One of the books I have on my reading lists is the one from James Surowiecki, with the intreguing title "The Wisdom of Crowds: Why the Many Are Smarter Than the Few and How Collective Wisdom Shapes Business, Economies, Societies and Nations". I bought it at Calgary airport (I have to admit, it's the only time I thought about work during my holidays).
Surowiecki argues that large groups of independent people take better decisions than the best individual can do. And he write a lot of examples, very nice to read, to underscore the statement. One of the remarks that I found interesting is that we tend to look for "the" expert, but maybe we are wrong, and put too much effort in this searching: we better ask the group.
Now (being at one-third of the book) I have the questions: what is smart, and what is a crowd? For the last question, one of the chapters deals with teams, which is certainly not a crowd in my view.
The whole idea, if it is right, is interesting relating to the interest now on communities. But I'm still not (completely) convinced if the whole thought of the book is correct. I need to read more, I think.
And now I see the paper in Working Knowledge by Robert B. Cialdini, with a comparable theme. The first sentence could have been written by Surowiecki:
Group consultation has long been lauded as the best process for problem solving in organizations because it results in a wider range of solutions than most individuals can design on their own.

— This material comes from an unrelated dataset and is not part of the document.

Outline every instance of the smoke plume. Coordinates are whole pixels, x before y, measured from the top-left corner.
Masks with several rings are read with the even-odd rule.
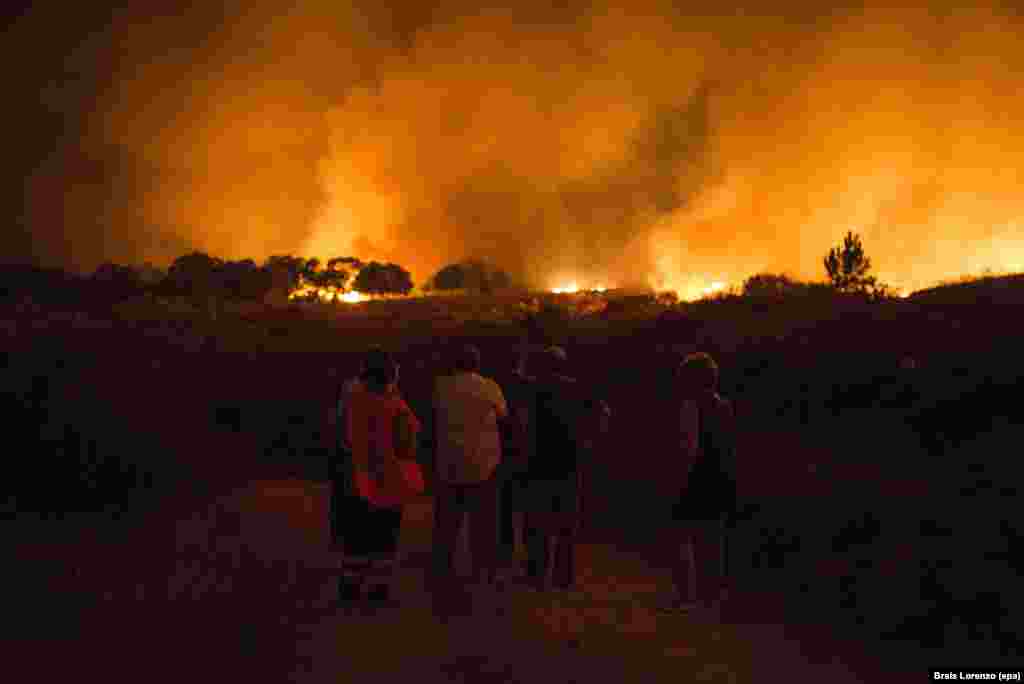
[[[473,257],[688,290],[819,279],[847,230],[897,286],[1024,268],[1015,11],[677,4],[232,2],[77,30],[40,5],[8,29],[53,45],[14,88],[48,113],[19,225],[75,268],[195,248],[422,281]]]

The paper is based on a research by P. Lauglin & colleagues at the University of Illinois. The explanation is different: a group can offer more perspectives than an individual can (which is not new), and the power of parallel processing (division of tasks, performed in parallel saves time). Again, something we already knew, from our own experience or CSCW studies.
The point here is the tendency of leaders and experts not to consult others in the teams, because they know less or are not as smart as the expert is him/herself. And another problem, which they call "captainitis", is a failure to collaborate: team members opt out of responsibilities that are theirs. The name comes from what was seen how members in an aircraft act when their captin makes a clearly wrong decision: they become passive and the error was not corrected. An action not only seen in the world of air travel. It seems to affect any kind of work setting, though I'm not sure if it applies to knowledge workers, who most of the time can make own decisions and don't have such an 'authority' as boss as in the air force. The hierarchy is not so strong there.
The problems described here are however still interesting, because we do a lot of team work here. A conclusion:
... the key to decision-making success is for the leader to avoind engaging alone in the processes that lead up to the final verdict. It is these predecisional processes that, when jointly undertaken, will benefit the sole dicision maker so richly.
Good point. Some people could learn from that. Maybe some (many, most?) leaders/experts are afraid to ask for opinions, to lose face. Others expect they know the answer.
From what sounded a similar problem in the book and paper, is worked out differently. In the paper, the leader's attitude is affecting the decision making process. In the book, there is no such dependency between the members (of the crowd, who make the decision). Well, maybe it stimulates me to finish the book (I know Henk wants to read it as well) and write about it. But with the Olympics on tv, I hardly have time to read!